Prostate cancer (PCa) is the second most common cancer in men worldwide and genetic factors and family history significantly increase the risk of PCa. Men at increased risk for PCa often experience higher PCa-specific anxiety and distress. Comprehensive prevention strategies for men with familial or genetic PCa predisposition are lacking. Consequently, the psychological impact, facilitators and barriers for risk-adapted PCa prevention lack comprehensive study. The novel prospective registry and prevention clinic ‘ProFam-Risk’ (prevention clinic for familial PCa risk) at the University Hospital Düsseldorf offers personalised risk assessment and risk-adapted prevention recommendations for men with familial or genetic PCa predisposition. As part of this research project, this study (‘ProFam-Psych’ - risk-adapted prevention clinic for familial and genetic prostate cancer: psychosocial effects; funded by German Cancer Aid) aims to evaluate the longitudinal psychosocial trajectories associated with this novel prevention clinic.

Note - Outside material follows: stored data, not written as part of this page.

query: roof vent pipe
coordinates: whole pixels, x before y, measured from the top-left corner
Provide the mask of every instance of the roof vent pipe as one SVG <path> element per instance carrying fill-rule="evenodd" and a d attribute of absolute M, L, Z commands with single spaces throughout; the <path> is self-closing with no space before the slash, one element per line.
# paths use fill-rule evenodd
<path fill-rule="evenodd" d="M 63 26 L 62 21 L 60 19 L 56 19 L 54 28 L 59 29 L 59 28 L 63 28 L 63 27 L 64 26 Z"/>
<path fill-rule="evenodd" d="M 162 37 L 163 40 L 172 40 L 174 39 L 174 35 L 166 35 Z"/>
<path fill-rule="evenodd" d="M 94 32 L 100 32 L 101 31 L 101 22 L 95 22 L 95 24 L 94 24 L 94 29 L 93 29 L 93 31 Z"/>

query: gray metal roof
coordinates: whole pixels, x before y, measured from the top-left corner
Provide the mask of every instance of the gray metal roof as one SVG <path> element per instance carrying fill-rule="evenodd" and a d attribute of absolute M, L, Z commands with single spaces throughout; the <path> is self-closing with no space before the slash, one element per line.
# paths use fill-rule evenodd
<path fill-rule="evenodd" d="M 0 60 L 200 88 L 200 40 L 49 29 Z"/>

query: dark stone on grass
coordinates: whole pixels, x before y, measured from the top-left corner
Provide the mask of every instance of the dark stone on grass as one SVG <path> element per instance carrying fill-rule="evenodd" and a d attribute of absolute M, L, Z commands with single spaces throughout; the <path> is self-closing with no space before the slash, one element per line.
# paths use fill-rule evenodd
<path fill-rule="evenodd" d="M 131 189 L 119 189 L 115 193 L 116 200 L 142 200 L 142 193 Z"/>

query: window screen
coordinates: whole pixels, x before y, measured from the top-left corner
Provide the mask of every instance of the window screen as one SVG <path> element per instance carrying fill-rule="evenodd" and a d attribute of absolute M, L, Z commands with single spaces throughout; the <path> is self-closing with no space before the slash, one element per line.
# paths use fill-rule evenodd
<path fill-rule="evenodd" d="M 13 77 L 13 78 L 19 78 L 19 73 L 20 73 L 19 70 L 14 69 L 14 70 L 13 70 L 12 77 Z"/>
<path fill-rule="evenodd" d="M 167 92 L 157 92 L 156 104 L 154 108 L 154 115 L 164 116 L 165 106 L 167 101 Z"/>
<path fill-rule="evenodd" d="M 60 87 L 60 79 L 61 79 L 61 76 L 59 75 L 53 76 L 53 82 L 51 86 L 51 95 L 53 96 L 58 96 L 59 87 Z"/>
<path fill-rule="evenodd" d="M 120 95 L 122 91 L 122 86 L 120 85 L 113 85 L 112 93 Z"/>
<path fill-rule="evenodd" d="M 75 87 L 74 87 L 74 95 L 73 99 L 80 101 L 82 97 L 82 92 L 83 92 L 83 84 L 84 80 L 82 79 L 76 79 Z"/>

In a longitudinal observational mixed-methods design, psychosocial outcomes will be assessed in participants of the prevention clinic (case group, CAG) and compared with urology patients without increased risk for PCa (control group, COG). Psychosocial outcomes will be collected at four time points in the CAG (T0: baseline; T1: after first visit; T2: after risk stratification consultation; T3: follow-up 6 months after T2) and at two time points in the COG (T0: baseline during inpatient stay; T1: post-inpatient stay). Recruitment started in 2023, and the recruitment target is n=225 participants (CAG) and n=118 participants (COG). Primary endpoint is the longitudinal course of PCa-specific anxiety (Memorial Anxiety Questionnaire for Prostate Cancer) in the CAG. Secondary endpoints include the comparison of T0 and T1 outcomes between the CAG and COG and the assessment of changes in perceived PCa risk and perceived personal control in the CAG. To assess facilitators and barriers to participation in the risk-adapted PCa prevention clinic, a minimum of n=12 semi-structured qualitative interviews will be conducted, with recruitment continuing until data saturation is reached. Qualitative data will be analysed using qualitative content analysis.
Ethics approval from the Medical Faculty of the Heinrich Heine University Düsseldorf was obtained (2023-2551). Results of the main objective and each of the secondary endpoints will be submitted for publication in a peer-reviewed journal.
DRKS.de, DRKS00032350. Prospectively registered with the German Clinical Trials Register (DRKS) on 14 September 2023.